What is a good function?¶

  • Validating the input parameter type
  • Simple in logic and implementation
  • Error catching
  • Using return()
  • Speed and performance matter.

Lab: a summary function¶

  • Write a function mySummary where the input argument is x can be any vector and the output should contain the basic summary (mean, variance, length, max and minimum values, type) of the vector you have supplied to the function.

  • Test your function with some vectors (that you make up by yourself).

  • What will happen if your input is not a vector (e.g. a data frame weekPlanNew) in our previous example?

Lab: Roots function for the quadratic equation¶

  • The roots for the quadratic equation $ax^2+bx+c=0$ are of the form $$\label{eq:1}

          x_1=\frac{-b + \sqrt {b^2-4ac}}{2a} \quad \text{and} \quad
          x_2=\frac{-b - \sqrt {b^2-4ac}}{2a}$$
  • Write a function named quaroot to solve the roots of given quadratic equation with a ,b , c, as input arguments. [Hint: you may need the sqrt() function]

  • Test your function on the following equations $$\label{eq:2}

      \begin{split}
        x^2+4x-1=0\\
        -2x^2+2x=0\\
        3x^2-9x+1=0\\
        x^2 -4 = 0\\
      \end{split}$$
  • Test your function with the equation $5x^2+2x+1=0$. What are the results?
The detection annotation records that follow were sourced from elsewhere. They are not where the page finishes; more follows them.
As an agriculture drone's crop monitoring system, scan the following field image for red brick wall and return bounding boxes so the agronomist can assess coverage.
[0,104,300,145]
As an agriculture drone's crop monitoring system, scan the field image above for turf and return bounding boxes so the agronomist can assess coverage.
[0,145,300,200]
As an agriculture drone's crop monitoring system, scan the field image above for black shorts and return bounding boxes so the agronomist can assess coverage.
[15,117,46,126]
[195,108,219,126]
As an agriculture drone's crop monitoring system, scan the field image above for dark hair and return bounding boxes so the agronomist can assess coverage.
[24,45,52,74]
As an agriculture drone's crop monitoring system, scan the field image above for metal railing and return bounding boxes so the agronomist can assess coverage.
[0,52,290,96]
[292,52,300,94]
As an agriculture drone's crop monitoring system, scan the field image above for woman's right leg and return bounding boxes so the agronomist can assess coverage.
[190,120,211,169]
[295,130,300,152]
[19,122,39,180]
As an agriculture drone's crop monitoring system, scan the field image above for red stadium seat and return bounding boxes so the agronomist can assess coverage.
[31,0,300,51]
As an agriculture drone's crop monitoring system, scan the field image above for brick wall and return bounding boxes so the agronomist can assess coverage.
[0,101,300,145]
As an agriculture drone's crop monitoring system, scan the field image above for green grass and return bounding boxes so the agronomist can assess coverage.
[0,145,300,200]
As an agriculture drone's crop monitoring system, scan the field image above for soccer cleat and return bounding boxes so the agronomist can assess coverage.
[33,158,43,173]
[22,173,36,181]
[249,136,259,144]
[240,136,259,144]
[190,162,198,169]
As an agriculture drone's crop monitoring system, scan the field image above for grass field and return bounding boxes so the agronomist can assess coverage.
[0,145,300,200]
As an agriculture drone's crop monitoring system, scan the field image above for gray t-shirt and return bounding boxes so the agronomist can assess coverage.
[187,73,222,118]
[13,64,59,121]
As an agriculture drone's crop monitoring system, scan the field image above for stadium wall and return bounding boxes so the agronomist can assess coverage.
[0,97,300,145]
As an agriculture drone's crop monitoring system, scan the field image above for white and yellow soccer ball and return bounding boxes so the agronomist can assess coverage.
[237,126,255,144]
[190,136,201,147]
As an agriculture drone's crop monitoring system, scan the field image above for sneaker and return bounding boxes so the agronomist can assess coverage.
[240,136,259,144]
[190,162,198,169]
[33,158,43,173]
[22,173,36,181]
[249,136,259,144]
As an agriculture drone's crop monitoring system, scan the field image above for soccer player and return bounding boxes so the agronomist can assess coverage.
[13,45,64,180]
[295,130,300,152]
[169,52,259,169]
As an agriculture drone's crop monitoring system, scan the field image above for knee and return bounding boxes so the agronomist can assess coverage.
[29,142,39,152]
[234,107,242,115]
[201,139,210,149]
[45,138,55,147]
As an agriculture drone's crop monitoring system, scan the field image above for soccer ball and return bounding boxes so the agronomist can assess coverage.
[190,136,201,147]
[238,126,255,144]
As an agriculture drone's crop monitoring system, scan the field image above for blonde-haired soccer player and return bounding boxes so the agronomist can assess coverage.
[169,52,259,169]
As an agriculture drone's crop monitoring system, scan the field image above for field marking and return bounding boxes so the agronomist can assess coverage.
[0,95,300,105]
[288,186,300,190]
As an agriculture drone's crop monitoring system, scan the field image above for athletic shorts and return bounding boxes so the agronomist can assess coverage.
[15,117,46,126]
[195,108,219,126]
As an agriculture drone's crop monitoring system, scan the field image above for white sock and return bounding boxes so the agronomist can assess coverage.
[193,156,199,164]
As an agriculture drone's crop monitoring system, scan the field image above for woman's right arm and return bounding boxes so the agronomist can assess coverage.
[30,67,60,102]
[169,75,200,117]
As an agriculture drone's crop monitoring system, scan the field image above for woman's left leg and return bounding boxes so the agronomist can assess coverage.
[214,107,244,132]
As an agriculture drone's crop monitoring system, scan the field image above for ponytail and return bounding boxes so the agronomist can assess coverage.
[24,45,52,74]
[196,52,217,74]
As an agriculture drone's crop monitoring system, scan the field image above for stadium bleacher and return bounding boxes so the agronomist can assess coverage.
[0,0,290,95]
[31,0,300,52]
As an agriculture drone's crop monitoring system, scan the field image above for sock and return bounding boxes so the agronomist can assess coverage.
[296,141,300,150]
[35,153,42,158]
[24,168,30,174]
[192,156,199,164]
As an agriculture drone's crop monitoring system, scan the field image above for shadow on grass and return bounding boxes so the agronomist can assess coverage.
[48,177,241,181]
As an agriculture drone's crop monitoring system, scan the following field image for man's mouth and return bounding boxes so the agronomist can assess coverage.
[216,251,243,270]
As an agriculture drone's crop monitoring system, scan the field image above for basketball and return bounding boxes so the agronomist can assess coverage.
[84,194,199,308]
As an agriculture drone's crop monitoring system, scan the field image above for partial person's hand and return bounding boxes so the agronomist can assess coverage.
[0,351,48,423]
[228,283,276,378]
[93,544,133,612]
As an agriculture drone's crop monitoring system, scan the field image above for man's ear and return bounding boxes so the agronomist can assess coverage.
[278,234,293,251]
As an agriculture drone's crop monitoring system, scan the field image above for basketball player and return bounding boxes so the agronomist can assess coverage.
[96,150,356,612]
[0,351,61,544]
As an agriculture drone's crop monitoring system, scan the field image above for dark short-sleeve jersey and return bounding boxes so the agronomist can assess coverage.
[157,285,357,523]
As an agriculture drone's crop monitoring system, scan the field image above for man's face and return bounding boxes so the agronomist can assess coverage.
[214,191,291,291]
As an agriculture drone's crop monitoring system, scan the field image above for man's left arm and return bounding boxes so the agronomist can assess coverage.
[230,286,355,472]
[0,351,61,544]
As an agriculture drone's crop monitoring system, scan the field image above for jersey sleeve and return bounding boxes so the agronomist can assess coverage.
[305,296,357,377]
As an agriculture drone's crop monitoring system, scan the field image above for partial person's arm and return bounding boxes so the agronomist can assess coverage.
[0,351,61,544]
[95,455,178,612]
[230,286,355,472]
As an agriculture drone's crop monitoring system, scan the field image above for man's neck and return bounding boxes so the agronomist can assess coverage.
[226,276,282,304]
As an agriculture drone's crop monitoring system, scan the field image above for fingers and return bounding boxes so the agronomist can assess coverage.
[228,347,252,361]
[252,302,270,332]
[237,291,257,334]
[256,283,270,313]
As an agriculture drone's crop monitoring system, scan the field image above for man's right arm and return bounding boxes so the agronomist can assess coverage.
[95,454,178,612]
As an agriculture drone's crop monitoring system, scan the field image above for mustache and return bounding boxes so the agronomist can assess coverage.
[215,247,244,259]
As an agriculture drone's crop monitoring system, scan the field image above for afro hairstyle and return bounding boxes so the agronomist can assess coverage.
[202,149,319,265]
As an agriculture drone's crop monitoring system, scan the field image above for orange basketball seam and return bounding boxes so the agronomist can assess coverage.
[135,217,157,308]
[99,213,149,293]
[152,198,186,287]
Why? [Hint: check $b^2-4ac$]?

  • Modify your function and return NA if $b^2-4ac < 0$.

In [5]:
quaroot <- function(a, b, c)
{
    x1 <- (-b+sqrt(b^2-4*a*c))/(2*a)
    x2 <- (-b-sqrt(b^2-4*a*c))/(2*a)

    out <- c(x1, x2)
    return(out)
}
In [6]:
quarootm <- function(a, b, c)
{
    d <- b^2-4*a*c

    if(d<0)
    {
        x1 <- NA
        x2 <- NA
    }
    else
    {
        x1 <- (-b+sqrt(d))/(2*a)
        x2 <- (-b-sqrt(d))/(2*a)
    }

    out <- c(x1, x2)
    return(out)
}

Using R packages¶

  • Load an R package: library("PackageName") or require("PackageName")
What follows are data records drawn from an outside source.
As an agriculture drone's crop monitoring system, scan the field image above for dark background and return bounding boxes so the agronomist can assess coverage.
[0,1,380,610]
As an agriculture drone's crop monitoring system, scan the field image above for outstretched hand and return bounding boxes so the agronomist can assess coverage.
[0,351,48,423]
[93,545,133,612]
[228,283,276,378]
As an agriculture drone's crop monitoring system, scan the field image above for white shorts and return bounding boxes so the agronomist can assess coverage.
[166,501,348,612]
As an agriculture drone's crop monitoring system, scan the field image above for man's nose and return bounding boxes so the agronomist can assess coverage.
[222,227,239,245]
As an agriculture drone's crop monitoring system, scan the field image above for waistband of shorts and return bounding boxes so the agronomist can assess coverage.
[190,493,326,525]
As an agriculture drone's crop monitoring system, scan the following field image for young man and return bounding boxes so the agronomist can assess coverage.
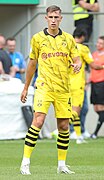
[72,0,99,42]
[6,37,26,79]
[0,34,14,77]
[70,28,103,144]
[90,36,104,139]
[21,5,81,174]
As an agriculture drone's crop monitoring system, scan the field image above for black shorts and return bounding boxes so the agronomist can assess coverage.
[90,82,104,104]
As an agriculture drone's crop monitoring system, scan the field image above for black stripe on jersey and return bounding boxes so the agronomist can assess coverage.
[26,135,37,141]
[58,134,69,139]
[25,141,35,147]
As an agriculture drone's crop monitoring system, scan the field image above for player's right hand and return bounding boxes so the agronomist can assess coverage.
[21,89,28,103]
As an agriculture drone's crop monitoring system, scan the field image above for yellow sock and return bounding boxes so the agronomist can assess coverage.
[24,125,40,158]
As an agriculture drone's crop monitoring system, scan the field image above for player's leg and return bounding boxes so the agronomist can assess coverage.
[54,93,74,174]
[20,113,46,175]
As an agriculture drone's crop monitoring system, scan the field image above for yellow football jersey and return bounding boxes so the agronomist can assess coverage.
[30,29,79,93]
[70,43,94,90]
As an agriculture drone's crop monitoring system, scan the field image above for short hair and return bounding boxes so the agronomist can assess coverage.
[73,27,87,38]
[6,37,16,42]
[46,5,61,14]
[99,36,104,41]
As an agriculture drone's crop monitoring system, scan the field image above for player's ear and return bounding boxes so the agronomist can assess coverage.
[60,16,63,22]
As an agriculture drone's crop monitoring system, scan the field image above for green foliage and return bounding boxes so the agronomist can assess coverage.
[0,138,104,180]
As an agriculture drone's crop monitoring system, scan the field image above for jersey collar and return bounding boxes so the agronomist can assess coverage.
[43,28,62,38]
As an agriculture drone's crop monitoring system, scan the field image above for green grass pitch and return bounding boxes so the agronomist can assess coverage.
[0,138,104,180]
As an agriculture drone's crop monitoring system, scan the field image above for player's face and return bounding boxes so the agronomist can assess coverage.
[45,11,62,31]
[96,38,104,51]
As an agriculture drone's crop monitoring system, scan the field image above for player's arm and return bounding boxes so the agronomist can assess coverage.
[90,62,104,70]
[71,56,82,73]
[79,0,99,12]
[21,59,37,103]
[0,61,5,74]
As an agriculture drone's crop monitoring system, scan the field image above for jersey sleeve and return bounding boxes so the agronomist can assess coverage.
[82,46,94,64]
[29,35,39,60]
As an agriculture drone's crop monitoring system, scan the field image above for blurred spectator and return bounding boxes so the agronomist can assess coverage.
[71,28,104,143]
[6,37,26,79]
[72,0,99,42]
[0,34,14,76]
[90,36,104,139]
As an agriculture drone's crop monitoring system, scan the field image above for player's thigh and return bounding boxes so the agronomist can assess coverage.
[54,93,72,118]
[72,89,84,107]
[34,90,53,114]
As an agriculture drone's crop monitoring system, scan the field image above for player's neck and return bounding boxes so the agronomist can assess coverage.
[47,29,59,36]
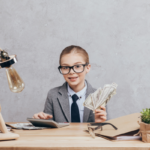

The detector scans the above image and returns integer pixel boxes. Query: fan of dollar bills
[83,83,118,112]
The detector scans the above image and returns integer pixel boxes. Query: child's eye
[75,65,81,68]
[62,66,69,70]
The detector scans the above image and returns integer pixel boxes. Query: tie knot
[72,94,79,102]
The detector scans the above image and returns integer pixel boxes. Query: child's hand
[95,106,106,123]
[33,112,53,119]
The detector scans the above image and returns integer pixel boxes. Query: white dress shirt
[68,82,87,122]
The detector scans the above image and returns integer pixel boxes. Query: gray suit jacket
[43,81,96,122]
  • Install an R package from the Internet (CRAN): install.packages("PackageName")

  • Install an R package from GitHub with the devtools package:

       install.packages("devtools")
       devtools::install_github("ykang/gratis")
  • If you have Windows system and sometimes you R package needs to compile, you need the "Rtools" software for building packages for R under Microsoft Windows, available at https://cran.r-project.org/bin/windows/Rtools/.

Coding Style¶

  • Good coding style is like correct punctuation.
  • Bottom line: your coding style should make other people easy to understand you code.
  • Suggested reading the tidyverse style guide: https://style.tidyverse.org/